Lancelot washed away the very last bit of blood and carefully dried his hands. He knew exactly what he'd done, how he might pay for it, but in this case he'd never bring himself to care.

Another Roman dead by his own hand, another of the bastards who had so richly deserved this. Spitting once over his shoulder in such loving memory of this particular bastard, he started the walk back to the barracks, knowing well that they would come for him soon enough, but not willing to hand himself over anyway. Besides, he had more to see to.

"Just a little problem I had to take care of." the knight greeted his brothers, smiling an easy smile. We all know how accidents can happen."

"Easy enough when those accidents are all around you." Bors shook his head. "And someday when you've gotten us all killed..."

"So let them try." The others may have wondered at his laugh, but it was due him, Lancelot decided, managing to catch the eye of Tristan who merely nodded. Though all of them knew it had been necessary somewhere in their hearts, the quiet scout seemed as always, the only one to know how good it felt. "What?" Lancelot continued, turning to a frowning Dagonet, "At least it won't be decimation. There's too few of us for that. And well worth it that we all die for...is Gawain still with Galahad?"

"At least for as long as they let him. Though with what you've just done..."
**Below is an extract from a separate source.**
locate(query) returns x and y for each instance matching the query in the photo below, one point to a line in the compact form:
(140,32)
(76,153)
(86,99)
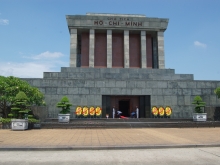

"I hid the body well. And don't say that he didn't deserve it after, damn you!" Lancelot fought the wave of fury well enough that he did not punch Dagonet's face for that, but not enough to keep his fists from shaking. "You know what they'd have done to men at home who dared do this to our women, what we'd be bound to do..."

"If you've forgotten this isn't our land, what rights have they ever given us, and Galahad is not..."

"He's a pretty boy instead! And I say damn them and their rights if they're going to keep this up much longer. Look at us." Lancelot's voice carried, until it seemed to shake the walls. "And I don't mean just Galahad."

"So you suggest we run? What then when they drag us all back instead of only you this time? You'd see us dead for..."

"I would sooner die than remain here like this, than see one of us hurt again, than see Galahad the whore to any...least of all that self indulgent piece of dung..." That problem was solved now, Lancelot had done what he could for it anyway. Even so. "Do you think even this?" Lancelot's head jerked violently toward his splattered tunic. "Is doing him much good now? It won't be better until we're clear of this rotting place, as far as we can get. And if that means we die, then so we die. Better certainly that he die than go through it again. As we all know he will."

"If Gawain has much to say about it?" From his perch near the door, Tristan spoke up. "And anyway, he'll make it harder, you'll have made those others think."

"But thinking isn't good en..."

"As you are showing us, loud and quite clear." The scout shook his head, a mass of dark hair falling in his eyes. "How'd you manage this one anyway?"

"I strung him up, removed some things. Amazing how quickly a man can lose all of his blood, when you're trying." Amazing how long it took you too, when you were waiting it out, wanting to be sure that there was no way he'd revive. Lancelot had considered for a moment, slicing off the man's head at the neck and carrying it back to the fort as a trophy but there were some limits to what he could accomplish without earning himself a worse death.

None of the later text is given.